In its report to parliament in June 2025, the UK’s Climate Change Committee underscores how buildings and heating decarbonisation are crucial to meeting carbon budgets and net zero commitments.
It highlights the scale of transition required in the heat sector and the urgency for effective delivery, beyond just technology adoption.
For the healthcare estate, from acute hospitals to community clinics, this challenge is heightened by 24/7 operation, infection control requirements and strict comfort thresholds for vulnerable patients.

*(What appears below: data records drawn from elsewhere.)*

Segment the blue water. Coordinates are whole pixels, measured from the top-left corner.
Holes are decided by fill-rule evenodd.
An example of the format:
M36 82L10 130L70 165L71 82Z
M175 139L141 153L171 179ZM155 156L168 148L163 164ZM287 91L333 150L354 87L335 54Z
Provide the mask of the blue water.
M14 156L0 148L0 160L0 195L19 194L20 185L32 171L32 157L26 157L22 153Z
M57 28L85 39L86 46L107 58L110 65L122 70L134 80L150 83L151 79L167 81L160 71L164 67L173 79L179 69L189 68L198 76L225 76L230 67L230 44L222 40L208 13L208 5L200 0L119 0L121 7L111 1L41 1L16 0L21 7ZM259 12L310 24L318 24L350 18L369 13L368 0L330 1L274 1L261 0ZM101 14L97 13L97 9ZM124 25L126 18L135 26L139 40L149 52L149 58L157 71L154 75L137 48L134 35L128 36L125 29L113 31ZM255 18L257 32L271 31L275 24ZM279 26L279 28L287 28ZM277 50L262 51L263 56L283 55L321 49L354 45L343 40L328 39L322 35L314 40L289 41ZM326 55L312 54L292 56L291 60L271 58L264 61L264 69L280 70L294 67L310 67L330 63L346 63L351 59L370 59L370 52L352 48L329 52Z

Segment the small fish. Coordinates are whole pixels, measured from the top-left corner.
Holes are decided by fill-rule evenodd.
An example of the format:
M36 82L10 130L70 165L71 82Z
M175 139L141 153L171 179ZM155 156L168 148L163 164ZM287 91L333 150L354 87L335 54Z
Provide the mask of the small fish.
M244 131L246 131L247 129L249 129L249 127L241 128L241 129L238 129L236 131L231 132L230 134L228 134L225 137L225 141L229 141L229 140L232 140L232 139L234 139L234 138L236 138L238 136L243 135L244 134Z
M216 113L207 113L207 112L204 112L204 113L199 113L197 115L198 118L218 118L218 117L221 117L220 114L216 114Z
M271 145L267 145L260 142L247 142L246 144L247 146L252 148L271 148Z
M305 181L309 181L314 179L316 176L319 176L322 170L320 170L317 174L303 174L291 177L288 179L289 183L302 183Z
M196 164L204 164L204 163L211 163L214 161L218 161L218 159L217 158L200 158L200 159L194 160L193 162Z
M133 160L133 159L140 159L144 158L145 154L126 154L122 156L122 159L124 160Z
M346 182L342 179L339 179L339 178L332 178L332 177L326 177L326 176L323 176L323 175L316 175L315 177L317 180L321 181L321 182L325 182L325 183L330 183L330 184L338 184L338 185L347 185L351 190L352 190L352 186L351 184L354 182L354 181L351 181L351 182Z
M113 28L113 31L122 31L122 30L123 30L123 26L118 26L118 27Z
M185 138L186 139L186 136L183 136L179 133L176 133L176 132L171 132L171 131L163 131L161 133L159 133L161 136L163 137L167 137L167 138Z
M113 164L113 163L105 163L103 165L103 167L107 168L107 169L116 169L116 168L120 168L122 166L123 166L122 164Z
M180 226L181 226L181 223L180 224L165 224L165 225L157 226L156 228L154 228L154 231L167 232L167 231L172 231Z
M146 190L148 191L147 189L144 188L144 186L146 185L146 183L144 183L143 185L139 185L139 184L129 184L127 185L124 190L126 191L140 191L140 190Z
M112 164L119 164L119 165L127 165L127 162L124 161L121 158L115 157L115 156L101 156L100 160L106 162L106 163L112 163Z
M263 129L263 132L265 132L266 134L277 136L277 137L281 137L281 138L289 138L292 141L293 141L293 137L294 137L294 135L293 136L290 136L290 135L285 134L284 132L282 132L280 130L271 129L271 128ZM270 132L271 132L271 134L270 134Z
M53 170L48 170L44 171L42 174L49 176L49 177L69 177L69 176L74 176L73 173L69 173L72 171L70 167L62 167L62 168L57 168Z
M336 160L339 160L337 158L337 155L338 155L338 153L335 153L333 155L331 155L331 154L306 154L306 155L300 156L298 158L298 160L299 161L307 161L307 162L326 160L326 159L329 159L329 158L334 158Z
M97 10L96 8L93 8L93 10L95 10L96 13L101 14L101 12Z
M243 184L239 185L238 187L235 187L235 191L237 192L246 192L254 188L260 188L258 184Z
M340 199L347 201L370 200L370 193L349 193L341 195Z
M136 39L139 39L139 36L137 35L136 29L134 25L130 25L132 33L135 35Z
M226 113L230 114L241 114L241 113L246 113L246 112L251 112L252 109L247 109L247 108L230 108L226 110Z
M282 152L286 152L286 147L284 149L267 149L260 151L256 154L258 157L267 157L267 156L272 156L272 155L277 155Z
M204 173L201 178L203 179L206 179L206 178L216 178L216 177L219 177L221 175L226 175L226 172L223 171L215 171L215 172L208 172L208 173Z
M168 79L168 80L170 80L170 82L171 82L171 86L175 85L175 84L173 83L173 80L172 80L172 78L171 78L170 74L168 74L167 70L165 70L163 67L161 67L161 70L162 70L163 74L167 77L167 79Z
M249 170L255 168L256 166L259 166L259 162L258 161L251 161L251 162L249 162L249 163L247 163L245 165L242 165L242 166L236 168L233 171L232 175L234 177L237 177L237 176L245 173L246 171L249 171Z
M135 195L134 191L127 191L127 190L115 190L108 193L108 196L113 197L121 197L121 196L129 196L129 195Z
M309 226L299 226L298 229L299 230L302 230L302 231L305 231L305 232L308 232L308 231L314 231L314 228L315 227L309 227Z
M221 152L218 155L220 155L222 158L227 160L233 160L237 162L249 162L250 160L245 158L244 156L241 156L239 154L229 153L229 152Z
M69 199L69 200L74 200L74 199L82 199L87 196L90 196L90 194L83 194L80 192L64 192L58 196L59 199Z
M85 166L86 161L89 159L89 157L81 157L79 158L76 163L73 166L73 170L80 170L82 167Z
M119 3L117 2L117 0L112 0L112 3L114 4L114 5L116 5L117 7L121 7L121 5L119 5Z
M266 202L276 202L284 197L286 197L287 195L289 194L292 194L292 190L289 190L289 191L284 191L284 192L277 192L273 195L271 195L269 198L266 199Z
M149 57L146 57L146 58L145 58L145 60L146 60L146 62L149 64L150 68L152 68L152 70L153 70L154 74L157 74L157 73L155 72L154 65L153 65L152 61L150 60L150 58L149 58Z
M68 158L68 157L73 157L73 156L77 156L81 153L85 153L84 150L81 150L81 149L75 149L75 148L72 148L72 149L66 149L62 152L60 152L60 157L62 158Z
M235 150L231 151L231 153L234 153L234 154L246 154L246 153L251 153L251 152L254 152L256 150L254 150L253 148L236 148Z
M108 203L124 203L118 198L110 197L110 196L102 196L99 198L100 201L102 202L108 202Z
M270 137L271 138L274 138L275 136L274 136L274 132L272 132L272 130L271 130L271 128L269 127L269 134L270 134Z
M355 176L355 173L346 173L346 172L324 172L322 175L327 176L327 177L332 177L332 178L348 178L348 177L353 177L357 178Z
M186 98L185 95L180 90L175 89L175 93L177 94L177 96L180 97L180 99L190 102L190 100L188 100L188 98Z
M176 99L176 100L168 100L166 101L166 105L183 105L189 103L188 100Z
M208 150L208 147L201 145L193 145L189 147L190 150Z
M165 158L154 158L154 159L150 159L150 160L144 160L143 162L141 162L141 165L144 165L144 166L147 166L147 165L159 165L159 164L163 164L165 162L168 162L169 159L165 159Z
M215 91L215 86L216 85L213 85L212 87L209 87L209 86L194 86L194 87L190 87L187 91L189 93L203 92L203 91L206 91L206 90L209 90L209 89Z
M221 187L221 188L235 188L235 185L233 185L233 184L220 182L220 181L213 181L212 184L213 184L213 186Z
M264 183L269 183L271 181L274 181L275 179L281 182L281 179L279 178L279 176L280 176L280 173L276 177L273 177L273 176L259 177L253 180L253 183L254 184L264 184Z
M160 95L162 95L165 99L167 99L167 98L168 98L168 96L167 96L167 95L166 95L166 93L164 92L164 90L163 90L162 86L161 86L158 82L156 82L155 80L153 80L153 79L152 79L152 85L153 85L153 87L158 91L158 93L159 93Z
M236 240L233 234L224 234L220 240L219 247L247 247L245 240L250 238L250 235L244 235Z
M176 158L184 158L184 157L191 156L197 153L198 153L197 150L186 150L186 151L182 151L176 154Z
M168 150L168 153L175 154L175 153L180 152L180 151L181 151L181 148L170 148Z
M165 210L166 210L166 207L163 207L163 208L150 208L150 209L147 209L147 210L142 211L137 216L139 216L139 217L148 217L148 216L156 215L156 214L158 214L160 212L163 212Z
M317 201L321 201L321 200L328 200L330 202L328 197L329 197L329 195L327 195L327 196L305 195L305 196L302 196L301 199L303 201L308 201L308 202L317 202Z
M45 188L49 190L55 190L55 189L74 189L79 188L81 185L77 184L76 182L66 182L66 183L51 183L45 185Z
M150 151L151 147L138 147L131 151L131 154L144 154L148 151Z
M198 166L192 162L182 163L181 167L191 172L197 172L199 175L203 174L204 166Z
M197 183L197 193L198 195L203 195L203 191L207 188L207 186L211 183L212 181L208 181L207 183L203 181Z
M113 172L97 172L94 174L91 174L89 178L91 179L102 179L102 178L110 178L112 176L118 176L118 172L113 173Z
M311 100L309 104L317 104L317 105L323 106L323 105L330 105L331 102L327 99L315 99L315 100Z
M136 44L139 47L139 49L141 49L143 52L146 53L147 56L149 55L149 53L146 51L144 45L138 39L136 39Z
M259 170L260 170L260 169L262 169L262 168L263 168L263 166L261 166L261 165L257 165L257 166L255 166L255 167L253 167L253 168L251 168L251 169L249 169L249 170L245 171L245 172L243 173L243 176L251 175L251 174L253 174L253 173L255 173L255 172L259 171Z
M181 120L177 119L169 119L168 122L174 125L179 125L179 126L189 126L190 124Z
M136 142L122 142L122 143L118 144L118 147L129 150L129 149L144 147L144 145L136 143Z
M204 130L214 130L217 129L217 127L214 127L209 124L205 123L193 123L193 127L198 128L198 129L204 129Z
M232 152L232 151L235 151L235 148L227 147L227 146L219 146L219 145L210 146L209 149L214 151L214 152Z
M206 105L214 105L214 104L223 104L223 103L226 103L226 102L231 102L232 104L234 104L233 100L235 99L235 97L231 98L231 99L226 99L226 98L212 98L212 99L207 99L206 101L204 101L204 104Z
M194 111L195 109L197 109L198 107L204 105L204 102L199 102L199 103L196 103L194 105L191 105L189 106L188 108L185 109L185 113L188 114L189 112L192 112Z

That transition, however, needs to lean on new ways of delivery, not just technology, says Harry Davis, founder and managing director at Eden Energy Partners.
Here, he argues that as the industry accelerates towards electric, heat pump-led buildings, many designs still rely on legacy assumptions about heat distribution.
In healthcare settings, those assumptions can have significant operational and financial consequences.
On paper, the journey towards net zero buildings looks clear. Across many sectors, gas boilers are being replaced with air and ground source heat pumps, electric networks are expanding, and policy is steadily tightening around operational carbon.
Within the NHS and wider private healthcare sector, decarbonisation strategies are now embedded in long-term estate plans, with many Trusts committing to ambitious net zero timelines.
But there still exists a growing disconnect between the heat sources we are specifying and the buildings we are designing to receive that heat.
If buildings are not designed from the outset to operate efficiently at lower flow temperatures, the performance gap is effectively designed in, regardless of how low-carbon the heat source may be. In hospitals, for instance, this can translate into higher running costs and increased strain on already stretched facilities teams.
Heat pumps are fundamentally different from the fossil fuel systems they replace. They work best when delivering heat at lower flow temperatures, typically in the 35–50°C range rather than the 70–80°C that traditional boiler-led systems operate at.